集合对此非常有效。作为额外的好处,重复将被优雅地处理。
#2
1
If L is the list of numbers, then
如果L是数字列表,那么
set(L).difference(xrange(101))
saves creating a set from the xrange
从xrange中保存创建一个集合
In [1]: L=[1, 4, 5, 6, 8, 2]
In [2]: timeit set(range(101)) - set(L)
10000 loops, best of 3: 21.7 µs per loop
In [3]: timeit set(L).symmetric_difference(range(101))
100000 loops, best of 3: 14.2 µs per loop
In [4]: timeit set(L).difference(range(101))
100000 loops, best of 3: 9.73 µs per loop
#3
0
Here's an awk solution using an associative (key-value) array:
这是一个使用关联(键值)数组的awk解决方案:
printf '%s\n' 1 4 5 6 8 2 |
awk -F " " -v first=0 -v last=9 '
BEGIN {
for(i=first; i<=last; i++)
array[i] = 0
}
{
for(i=1;i<=NF;i++)
array[$i] += 1
}
END {
for (num in array)
if (array[num] == 0) print num
}
'
- First, we create an array with all numbers of a given range used as single keys with default value 0.
- Every input number then gets processed by awk as a key to the array so that the value gets incremented by 1.
- At the end, only those keys get printed that have not been incremented, i.e. that have a value of 0 (because they were missing in the input range of numbers).

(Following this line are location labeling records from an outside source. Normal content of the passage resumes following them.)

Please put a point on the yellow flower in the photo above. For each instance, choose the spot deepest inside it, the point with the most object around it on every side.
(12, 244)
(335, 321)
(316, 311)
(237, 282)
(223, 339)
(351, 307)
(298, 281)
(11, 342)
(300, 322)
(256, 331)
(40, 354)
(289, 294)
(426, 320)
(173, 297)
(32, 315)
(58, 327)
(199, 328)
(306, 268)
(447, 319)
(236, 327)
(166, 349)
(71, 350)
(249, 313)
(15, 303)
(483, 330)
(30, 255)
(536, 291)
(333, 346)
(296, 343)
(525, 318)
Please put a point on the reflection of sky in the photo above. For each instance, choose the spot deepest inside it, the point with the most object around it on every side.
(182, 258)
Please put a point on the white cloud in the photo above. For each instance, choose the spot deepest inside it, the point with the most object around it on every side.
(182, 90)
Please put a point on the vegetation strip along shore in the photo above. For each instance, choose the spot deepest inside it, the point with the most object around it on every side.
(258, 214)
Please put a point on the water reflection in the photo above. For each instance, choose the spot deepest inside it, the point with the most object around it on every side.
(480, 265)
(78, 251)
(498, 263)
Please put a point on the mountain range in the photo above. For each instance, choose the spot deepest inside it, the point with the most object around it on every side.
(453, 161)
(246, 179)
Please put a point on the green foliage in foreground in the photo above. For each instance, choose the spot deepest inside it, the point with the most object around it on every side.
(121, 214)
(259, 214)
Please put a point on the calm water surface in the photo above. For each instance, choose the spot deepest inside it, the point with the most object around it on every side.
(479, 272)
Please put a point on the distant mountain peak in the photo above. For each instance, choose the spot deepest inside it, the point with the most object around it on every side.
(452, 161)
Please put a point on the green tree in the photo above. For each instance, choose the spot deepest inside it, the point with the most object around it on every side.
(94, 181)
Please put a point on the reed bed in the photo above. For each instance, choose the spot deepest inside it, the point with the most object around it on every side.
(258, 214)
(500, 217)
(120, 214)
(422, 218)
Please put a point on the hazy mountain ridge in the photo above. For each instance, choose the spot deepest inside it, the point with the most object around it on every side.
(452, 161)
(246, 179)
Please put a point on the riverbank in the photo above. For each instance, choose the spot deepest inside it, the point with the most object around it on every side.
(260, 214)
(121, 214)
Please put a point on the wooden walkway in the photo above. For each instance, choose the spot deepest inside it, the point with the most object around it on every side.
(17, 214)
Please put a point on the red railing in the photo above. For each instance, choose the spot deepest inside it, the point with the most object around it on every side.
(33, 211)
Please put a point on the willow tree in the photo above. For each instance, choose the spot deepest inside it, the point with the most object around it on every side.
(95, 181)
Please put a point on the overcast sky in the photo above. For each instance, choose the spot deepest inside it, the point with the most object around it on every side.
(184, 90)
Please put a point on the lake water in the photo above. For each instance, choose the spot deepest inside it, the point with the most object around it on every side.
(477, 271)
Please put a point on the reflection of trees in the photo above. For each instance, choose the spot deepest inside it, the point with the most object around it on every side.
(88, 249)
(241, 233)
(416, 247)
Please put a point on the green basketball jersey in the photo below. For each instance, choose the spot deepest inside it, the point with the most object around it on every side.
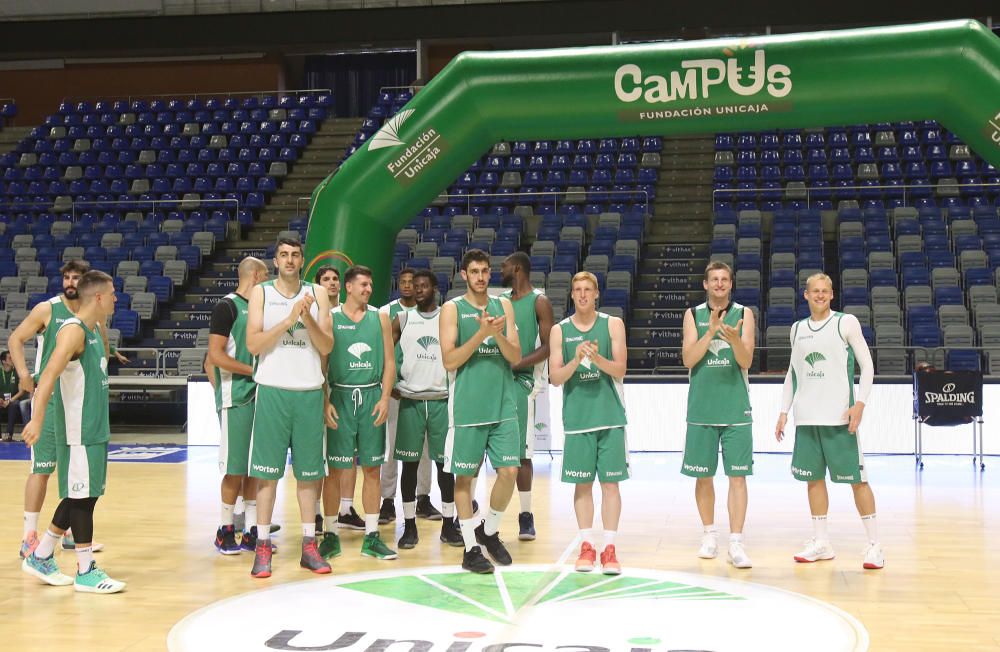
(81, 396)
(527, 334)
(234, 389)
(47, 339)
(358, 352)
(719, 393)
(481, 391)
(592, 400)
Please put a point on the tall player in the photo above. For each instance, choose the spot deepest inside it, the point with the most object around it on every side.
(479, 345)
(361, 371)
(589, 357)
(820, 384)
(718, 349)
(75, 386)
(328, 277)
(533, 314)
(288, 329)
(232, 369)
(390, 470)
(423, 407)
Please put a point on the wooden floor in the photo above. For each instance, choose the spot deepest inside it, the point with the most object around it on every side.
(940, 590)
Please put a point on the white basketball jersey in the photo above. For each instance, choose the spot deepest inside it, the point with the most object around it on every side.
(422, 374)
(822, 366)
(293, 363)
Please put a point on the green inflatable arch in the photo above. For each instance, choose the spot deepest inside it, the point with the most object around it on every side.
(949, 71)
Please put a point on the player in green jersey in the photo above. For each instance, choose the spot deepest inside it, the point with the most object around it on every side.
(479, 344)
(533, 314)
(588, 358)
(76, 378)
(719, 338)
(232, 371)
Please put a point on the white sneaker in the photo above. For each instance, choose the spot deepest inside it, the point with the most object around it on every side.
(709, 546)
(815, 551)
(874, 557)
(738, 556)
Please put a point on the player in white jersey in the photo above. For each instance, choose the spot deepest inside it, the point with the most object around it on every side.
(288, 329)
(820, 385)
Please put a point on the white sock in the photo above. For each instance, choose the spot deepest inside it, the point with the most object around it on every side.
(47, 545)
(871, 527)
(525, 497)
(226, 517)
(609, 537)
(468, 532)
(493, 518)
(251, 515)
(30, 523)
(84, 557)
(819, 528)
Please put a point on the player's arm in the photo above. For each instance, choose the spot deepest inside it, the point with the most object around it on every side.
(455, 356)
(618, 364)
(69, 344)
(543, 313)
(506, 334)
(33, 324)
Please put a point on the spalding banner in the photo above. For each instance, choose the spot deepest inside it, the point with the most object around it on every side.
(949, 71)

首先,我们创建一个数组,其中给定范围的所有数字都用作单个键,默认值为0。
然后,每个输入数字都被awk作为数组的键处理,以便值增加1。
最后,只有那些没有增加的键被打印出来,即它们的值为0(因为它们在输入的数字范围内丢失)。
#4
0
bash:
# first set up an array containing the whole range
declare -a nums
for i in {0..100}; do
nums[$i]=1
done
# then read the file and remove the numbers from it
while read number; do
unset nums[$number]
done < file.with.numbers
# the remaining array keys are the numbers not found in the file
for number in "${!nums[@]}"; do
echo $number
done
#1
12
Add them all to a set. Then subtract from a set filled with 1-100. Here's an example for 0-9:
将它们全部添加到一组中。然后从填充1-100的集合中减去。这是0-9的示例:
>>> set(range(10)) - set([1, 4, 5, 6, 8, 2])
set([0, 9, 3, 7])
>>>
I had [1, 4, 5, 6, 8, 2] listed. To find out which numbers in range 0-9 are missing, I created a set with all of 0-9 and then subtracted the set with [1, 4, 5, 6, 8, 2] from it. And found out that [0, 9, 3, 7] were missing.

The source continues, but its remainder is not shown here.